Guarantors are also not keen to actually have to pay the costs which a borrower cannot pay.
The thing is as we are paying it back over 30/40 years the increased capacity and the improved corporate facilities plus sponsorship due to naming rights and the prime location will pay for itself.
Say we did go down and we had reduced capacity and ticket prices due to being in the lower division, assuming we average £29 per ticket with a capacity of 35k at Goodison and 50k at the new stadium, then the return will be:
GP = £23,345,000
BM = £33,350,000
The cost of borrowing including the councils 4 million a year on top would be anywhere between 12-20 million depending on length of loan and interest rates. We would have made 10 million of that back through the ticketing and at a lower estimate we should be able to pull in 5 million per year for naming rights. That could mean we are a few million up or need to pay out a a few for a spanking new stadium on the Mersey. Not bad eh?
If you go to the full capacities then it works out something like this per season: (assuming BM will be 60k)
GP = £26,346,500
BM = £40,020,000
This again doesn't take into account that the corporate side will be much better at Bramley Moore than at Goodison.

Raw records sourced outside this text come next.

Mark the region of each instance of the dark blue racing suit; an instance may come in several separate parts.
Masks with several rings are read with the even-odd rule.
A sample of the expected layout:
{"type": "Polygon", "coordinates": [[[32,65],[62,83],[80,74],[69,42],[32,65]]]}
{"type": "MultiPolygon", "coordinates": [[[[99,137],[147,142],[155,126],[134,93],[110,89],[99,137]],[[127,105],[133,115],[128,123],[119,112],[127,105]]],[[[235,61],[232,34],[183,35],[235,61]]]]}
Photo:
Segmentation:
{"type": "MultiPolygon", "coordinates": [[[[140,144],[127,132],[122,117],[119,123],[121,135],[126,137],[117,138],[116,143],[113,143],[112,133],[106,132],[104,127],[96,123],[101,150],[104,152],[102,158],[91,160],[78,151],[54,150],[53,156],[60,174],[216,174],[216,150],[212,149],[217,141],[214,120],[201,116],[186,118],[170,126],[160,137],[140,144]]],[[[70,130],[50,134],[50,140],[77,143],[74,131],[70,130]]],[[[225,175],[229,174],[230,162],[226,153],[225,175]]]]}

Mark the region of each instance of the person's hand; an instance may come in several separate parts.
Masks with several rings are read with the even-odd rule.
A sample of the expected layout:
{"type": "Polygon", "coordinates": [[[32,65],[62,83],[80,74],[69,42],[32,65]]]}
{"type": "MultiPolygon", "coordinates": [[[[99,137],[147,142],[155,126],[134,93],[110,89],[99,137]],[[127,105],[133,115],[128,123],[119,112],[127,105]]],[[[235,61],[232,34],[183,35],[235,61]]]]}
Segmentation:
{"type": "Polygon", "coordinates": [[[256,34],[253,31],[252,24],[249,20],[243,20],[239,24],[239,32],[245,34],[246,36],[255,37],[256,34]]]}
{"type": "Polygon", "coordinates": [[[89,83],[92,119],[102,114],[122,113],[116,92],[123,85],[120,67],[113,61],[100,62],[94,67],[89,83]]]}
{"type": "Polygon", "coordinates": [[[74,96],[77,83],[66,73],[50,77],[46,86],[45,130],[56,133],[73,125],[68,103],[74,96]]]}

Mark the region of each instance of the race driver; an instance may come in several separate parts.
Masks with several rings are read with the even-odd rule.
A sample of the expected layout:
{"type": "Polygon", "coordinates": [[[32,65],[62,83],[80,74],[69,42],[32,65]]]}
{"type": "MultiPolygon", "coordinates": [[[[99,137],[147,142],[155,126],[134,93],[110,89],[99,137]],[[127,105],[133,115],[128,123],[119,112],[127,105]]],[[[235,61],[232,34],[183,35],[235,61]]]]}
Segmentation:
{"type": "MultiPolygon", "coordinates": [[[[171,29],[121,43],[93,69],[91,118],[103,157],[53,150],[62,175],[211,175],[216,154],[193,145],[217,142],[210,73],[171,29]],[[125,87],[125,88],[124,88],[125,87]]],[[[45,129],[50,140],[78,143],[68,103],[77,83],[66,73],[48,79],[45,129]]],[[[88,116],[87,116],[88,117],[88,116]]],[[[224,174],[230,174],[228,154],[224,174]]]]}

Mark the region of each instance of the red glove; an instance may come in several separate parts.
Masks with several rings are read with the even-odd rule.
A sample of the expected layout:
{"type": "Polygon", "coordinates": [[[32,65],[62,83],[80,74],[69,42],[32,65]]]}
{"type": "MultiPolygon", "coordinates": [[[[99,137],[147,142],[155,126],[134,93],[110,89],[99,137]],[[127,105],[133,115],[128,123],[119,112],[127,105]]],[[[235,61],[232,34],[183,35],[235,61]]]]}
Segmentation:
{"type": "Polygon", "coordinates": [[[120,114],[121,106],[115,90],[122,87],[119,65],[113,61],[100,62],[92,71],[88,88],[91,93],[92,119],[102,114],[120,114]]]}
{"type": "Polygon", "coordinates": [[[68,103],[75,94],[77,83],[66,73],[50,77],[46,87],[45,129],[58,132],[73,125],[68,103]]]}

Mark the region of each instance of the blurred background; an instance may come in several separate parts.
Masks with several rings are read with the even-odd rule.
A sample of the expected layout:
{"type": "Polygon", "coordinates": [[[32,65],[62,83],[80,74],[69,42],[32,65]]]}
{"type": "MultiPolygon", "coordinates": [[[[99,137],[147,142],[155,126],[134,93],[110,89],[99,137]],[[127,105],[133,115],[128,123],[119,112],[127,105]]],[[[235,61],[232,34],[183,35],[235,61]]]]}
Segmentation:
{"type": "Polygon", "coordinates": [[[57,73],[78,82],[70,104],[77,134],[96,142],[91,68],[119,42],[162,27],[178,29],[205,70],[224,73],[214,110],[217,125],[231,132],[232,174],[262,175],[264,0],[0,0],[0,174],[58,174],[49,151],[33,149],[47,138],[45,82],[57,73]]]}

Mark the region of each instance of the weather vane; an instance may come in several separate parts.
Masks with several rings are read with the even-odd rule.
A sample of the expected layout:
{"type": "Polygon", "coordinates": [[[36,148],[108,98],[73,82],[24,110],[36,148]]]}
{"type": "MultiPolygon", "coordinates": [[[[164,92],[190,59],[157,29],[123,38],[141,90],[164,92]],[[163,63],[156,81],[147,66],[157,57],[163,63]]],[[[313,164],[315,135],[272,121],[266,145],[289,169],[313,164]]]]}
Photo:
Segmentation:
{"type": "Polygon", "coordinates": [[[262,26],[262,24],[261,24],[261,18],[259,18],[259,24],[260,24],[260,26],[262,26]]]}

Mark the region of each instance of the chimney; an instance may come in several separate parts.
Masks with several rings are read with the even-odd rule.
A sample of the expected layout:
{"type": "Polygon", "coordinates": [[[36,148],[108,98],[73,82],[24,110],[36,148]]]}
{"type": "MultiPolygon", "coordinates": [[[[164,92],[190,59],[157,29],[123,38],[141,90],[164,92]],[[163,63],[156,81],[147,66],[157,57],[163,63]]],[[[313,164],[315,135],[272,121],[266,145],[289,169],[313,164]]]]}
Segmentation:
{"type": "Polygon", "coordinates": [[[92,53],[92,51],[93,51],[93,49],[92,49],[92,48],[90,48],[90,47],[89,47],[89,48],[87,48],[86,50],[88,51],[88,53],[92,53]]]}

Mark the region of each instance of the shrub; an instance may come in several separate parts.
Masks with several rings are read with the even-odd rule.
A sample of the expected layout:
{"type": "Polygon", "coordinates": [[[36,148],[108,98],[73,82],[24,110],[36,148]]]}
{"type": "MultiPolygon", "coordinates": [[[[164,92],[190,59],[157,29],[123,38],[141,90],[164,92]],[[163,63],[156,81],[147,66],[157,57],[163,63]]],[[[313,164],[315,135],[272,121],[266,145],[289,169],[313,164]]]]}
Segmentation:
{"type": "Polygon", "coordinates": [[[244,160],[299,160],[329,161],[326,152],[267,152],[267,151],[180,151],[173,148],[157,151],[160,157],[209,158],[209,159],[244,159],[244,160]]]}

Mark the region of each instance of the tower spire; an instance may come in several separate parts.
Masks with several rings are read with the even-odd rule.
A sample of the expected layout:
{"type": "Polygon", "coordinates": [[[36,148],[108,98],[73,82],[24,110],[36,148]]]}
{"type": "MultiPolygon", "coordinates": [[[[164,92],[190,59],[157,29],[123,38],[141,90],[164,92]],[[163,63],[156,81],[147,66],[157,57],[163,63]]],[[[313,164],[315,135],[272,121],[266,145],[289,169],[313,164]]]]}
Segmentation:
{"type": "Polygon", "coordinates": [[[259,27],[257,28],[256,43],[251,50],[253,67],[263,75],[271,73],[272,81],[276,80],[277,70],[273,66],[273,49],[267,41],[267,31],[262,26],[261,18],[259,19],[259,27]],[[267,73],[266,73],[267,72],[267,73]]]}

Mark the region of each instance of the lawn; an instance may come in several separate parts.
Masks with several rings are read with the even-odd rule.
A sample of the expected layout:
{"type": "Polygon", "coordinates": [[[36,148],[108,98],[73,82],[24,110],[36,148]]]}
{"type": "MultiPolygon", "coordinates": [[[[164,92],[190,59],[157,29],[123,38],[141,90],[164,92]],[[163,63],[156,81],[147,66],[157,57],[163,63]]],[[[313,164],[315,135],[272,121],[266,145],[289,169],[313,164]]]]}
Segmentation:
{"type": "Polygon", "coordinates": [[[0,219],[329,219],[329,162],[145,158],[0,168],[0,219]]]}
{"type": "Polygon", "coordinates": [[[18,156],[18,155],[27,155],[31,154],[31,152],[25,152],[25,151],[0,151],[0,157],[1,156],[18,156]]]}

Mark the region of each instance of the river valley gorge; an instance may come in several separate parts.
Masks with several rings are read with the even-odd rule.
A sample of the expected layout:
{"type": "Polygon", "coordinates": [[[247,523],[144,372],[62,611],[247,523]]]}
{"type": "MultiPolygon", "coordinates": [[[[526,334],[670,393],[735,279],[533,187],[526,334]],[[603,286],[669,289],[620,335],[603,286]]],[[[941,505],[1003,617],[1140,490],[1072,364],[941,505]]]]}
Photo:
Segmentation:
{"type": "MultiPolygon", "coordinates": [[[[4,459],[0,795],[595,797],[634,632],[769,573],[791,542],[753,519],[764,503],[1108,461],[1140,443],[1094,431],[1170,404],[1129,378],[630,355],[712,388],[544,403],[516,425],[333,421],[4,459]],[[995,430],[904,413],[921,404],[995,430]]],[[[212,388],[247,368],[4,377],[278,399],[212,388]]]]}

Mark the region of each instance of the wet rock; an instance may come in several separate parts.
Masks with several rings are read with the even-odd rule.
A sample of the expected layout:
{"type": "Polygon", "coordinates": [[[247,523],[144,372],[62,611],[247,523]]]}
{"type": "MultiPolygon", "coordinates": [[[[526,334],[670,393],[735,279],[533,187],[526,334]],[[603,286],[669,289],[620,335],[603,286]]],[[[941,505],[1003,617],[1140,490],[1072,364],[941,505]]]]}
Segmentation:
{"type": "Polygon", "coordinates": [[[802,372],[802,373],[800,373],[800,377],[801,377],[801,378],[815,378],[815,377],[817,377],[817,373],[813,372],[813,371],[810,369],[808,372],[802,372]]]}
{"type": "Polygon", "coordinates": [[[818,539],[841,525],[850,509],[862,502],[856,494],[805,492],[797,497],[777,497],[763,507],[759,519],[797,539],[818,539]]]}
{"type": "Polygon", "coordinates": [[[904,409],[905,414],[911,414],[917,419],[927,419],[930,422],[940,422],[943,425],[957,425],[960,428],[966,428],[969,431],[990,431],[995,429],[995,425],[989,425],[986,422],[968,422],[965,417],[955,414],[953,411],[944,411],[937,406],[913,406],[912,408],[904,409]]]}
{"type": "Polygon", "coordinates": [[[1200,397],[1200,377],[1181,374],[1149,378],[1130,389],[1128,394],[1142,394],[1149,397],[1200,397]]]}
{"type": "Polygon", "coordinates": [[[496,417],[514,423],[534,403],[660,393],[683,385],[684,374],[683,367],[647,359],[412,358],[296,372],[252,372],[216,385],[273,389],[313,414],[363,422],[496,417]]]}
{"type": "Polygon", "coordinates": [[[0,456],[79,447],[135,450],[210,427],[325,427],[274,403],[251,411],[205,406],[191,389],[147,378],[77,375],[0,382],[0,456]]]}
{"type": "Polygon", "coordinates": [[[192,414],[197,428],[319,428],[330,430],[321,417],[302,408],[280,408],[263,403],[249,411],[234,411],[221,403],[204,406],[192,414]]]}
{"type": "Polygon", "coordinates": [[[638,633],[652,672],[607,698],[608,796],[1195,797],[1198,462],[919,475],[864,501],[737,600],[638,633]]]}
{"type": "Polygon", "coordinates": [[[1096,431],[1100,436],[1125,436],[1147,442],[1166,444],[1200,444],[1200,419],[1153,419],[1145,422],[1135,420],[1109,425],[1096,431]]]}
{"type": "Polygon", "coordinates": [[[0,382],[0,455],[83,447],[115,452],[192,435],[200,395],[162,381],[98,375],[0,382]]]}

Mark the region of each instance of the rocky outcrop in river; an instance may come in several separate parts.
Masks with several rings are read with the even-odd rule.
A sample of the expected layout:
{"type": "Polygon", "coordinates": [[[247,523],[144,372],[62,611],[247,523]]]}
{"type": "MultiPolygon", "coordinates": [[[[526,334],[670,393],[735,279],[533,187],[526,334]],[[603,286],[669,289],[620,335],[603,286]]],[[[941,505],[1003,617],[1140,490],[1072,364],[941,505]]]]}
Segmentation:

When you go up to full ticket prices being in the prem and the extra sponsorship, if we can secure european games then the differences will grow further again. It is worth the risk, sometimes you have to speculate to accumulate, not even mentioning the prestige of being in that location, which could be a major factor in whether we can break out of the other lots shadow.
From a business perspective this is a complete no brainer.